At this, “the patient” is dismissed.
During the evaluation that follows, Bryce physicians concur with Dr. Griffitts’s assessment of his wife.10 Dr. Partlow, along with Lawrence and Dr. Kay, diagnose “the patient” as exhibiting “Paranoid Defence of herself” accompanied by occasional “Manic Attacks.”
“She was as wild as anybody I have ever seen,” Kay notes of Elizabeth’s “manic” behavior upon her forced arrival at Bryce.
“I saw her when she had her face half covered up, and would not speak to anybody,” Partlow adds. “She doesn’t seem to have any appreciation of that at all.” Although Partlow briefly questions his own diagnosis—“she could have just been furiously mad with her husband about something”—finally, he concludes that her use of “‘I’ and ‘My’ so much is Paranoia.”
With these words, Partlow and his cohorts deem Elizabeth insane.

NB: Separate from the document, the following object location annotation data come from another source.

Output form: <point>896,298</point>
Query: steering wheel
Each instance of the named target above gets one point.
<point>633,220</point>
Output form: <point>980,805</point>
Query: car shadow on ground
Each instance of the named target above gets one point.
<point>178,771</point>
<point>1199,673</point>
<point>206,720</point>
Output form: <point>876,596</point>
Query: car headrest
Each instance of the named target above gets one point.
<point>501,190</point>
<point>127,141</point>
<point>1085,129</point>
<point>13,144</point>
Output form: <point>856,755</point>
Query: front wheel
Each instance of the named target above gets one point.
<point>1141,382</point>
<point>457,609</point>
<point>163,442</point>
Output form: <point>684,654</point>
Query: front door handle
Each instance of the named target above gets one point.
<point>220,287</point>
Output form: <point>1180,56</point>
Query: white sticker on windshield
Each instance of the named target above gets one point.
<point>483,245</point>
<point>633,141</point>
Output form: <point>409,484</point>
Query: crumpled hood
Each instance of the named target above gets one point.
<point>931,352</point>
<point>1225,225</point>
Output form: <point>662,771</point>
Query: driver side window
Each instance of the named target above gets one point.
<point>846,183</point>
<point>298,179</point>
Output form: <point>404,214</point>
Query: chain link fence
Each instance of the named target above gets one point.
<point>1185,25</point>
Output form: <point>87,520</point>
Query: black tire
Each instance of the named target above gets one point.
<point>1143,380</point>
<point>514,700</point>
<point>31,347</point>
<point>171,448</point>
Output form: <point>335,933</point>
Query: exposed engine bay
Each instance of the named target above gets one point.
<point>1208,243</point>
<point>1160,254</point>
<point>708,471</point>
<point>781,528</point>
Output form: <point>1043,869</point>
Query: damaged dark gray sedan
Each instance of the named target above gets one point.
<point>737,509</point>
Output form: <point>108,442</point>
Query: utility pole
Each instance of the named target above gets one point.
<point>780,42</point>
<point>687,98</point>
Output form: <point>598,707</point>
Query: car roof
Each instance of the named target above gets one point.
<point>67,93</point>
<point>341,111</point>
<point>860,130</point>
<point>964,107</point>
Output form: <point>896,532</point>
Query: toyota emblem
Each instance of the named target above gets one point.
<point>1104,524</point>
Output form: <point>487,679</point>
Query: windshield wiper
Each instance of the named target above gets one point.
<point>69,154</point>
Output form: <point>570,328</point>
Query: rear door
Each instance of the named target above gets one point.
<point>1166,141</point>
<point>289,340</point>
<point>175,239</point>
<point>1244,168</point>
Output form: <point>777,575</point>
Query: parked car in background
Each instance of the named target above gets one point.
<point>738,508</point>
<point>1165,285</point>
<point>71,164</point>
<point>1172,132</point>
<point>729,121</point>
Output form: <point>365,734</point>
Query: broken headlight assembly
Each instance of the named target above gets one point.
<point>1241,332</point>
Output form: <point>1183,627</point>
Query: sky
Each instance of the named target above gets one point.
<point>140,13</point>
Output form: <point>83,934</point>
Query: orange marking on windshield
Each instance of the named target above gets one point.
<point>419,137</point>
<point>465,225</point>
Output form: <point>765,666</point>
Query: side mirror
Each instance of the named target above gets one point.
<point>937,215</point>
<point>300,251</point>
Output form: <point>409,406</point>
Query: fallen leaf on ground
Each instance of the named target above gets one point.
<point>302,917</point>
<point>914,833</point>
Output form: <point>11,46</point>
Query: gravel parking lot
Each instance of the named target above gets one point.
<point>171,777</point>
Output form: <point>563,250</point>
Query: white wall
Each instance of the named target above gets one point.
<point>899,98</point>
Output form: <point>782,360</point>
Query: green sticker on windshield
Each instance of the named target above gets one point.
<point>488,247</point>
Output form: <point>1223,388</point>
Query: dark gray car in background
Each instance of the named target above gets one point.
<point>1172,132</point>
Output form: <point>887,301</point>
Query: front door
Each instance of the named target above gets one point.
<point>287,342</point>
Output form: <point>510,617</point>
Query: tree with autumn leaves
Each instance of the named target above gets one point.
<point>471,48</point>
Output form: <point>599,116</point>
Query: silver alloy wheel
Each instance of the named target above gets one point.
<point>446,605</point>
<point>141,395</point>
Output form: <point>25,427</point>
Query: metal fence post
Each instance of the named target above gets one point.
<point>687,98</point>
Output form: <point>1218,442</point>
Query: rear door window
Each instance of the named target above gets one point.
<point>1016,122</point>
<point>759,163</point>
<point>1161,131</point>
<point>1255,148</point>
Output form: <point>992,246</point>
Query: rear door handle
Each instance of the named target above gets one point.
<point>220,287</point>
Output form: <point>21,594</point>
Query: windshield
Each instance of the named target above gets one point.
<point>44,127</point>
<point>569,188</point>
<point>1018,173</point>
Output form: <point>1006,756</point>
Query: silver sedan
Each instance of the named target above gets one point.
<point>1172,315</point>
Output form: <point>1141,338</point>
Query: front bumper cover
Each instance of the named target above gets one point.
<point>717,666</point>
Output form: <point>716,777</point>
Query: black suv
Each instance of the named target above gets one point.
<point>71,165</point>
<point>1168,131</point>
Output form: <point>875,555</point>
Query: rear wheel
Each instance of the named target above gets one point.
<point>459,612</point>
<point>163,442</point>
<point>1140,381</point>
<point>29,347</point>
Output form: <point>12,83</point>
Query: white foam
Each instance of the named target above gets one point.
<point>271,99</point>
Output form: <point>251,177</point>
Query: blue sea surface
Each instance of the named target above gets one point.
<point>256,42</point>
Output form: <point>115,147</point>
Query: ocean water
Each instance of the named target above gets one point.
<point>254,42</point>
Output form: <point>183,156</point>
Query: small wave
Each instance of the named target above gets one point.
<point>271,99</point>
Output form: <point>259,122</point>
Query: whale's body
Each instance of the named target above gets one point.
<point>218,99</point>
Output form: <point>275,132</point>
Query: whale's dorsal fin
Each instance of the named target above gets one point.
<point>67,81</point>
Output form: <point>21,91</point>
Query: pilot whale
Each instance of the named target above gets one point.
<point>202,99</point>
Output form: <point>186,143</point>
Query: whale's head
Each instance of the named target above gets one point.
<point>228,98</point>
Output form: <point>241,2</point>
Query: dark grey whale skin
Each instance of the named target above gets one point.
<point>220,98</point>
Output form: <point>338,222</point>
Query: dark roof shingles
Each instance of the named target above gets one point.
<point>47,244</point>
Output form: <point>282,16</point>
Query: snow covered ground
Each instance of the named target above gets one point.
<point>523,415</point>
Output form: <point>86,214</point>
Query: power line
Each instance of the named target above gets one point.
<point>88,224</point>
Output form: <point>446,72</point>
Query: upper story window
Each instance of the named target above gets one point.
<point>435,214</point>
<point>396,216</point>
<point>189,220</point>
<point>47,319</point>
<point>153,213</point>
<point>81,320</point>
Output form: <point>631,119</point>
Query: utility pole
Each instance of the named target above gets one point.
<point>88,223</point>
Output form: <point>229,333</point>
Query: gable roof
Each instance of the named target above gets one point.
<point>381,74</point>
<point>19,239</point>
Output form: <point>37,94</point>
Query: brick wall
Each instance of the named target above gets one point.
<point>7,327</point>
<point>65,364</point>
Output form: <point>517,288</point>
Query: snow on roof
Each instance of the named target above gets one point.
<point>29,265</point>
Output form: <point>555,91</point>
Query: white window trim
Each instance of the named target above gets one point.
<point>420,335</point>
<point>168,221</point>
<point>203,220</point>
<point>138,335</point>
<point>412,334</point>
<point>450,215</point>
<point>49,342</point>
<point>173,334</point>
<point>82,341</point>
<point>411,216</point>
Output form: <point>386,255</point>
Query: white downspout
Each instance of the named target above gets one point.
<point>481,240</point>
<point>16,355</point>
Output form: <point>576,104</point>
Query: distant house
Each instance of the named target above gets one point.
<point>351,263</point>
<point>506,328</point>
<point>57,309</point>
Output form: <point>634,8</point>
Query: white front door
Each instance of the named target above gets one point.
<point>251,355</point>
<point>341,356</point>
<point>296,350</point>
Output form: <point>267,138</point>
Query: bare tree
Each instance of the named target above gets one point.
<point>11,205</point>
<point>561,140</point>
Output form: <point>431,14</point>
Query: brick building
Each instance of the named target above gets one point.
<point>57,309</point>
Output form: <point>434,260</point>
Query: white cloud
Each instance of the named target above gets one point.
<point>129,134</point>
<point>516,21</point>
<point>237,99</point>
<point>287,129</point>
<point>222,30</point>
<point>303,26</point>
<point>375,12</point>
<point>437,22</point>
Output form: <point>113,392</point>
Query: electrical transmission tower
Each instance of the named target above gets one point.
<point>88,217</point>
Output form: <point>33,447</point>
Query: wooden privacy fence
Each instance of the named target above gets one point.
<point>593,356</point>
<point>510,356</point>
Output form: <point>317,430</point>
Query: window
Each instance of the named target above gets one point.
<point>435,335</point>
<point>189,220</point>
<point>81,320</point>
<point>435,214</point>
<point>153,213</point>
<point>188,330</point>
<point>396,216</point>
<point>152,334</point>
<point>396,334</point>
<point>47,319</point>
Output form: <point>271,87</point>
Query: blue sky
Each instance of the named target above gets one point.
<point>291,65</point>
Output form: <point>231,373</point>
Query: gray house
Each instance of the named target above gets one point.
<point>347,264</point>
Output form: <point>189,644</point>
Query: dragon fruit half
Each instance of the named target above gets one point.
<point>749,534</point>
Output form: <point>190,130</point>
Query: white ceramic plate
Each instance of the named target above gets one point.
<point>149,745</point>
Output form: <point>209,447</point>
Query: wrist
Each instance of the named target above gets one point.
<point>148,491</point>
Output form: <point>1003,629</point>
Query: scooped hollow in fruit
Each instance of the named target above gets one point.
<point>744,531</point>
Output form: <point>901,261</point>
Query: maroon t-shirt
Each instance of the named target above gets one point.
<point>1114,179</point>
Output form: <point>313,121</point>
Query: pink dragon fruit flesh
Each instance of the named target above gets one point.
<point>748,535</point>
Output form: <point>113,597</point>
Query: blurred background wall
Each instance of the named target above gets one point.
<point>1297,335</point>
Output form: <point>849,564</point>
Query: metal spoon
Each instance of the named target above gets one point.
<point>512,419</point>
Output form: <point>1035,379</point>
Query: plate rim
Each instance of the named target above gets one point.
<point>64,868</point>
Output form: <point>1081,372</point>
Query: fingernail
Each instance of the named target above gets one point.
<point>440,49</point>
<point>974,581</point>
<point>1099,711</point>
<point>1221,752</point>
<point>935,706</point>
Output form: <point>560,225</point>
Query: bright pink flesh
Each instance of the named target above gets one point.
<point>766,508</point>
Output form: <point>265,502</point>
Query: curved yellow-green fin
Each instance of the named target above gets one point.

Case history characterization of Elizabeth remains largely unchanged throughout her thirty-year tenure at Bryce.11 Her first case history report from July 21, 1924, exemplifies the relatively consistent official institutional description of Elizabeth: “She is now quiet and orderly, but has the attitude of a paranoid individual,” this first report reads. “She has no insight into her condition, does not believe that her mind has been upset. She seems very much interested in her children, but seems to dislike her husband.” (An almost-supplementary “She has spoken frequently of a National Woman’s Party, and seems to be quite interested in politics” suggests as much about contemporary notions of women’s madness as Elizabeth’s state of mind.) A few months later, in an October 27, 1924 letter from Partlow to Elizabeth’s sister-in-law, Mrs. J. P. Glynn, one of her persistently inquiring relatives from Cairo, Partlow adds to the description of Elizabeth’s “condition” another theme that populates official accounts of her insanity: Elizabeth possesses “a mental condition which makes her think she is not treated fairly.”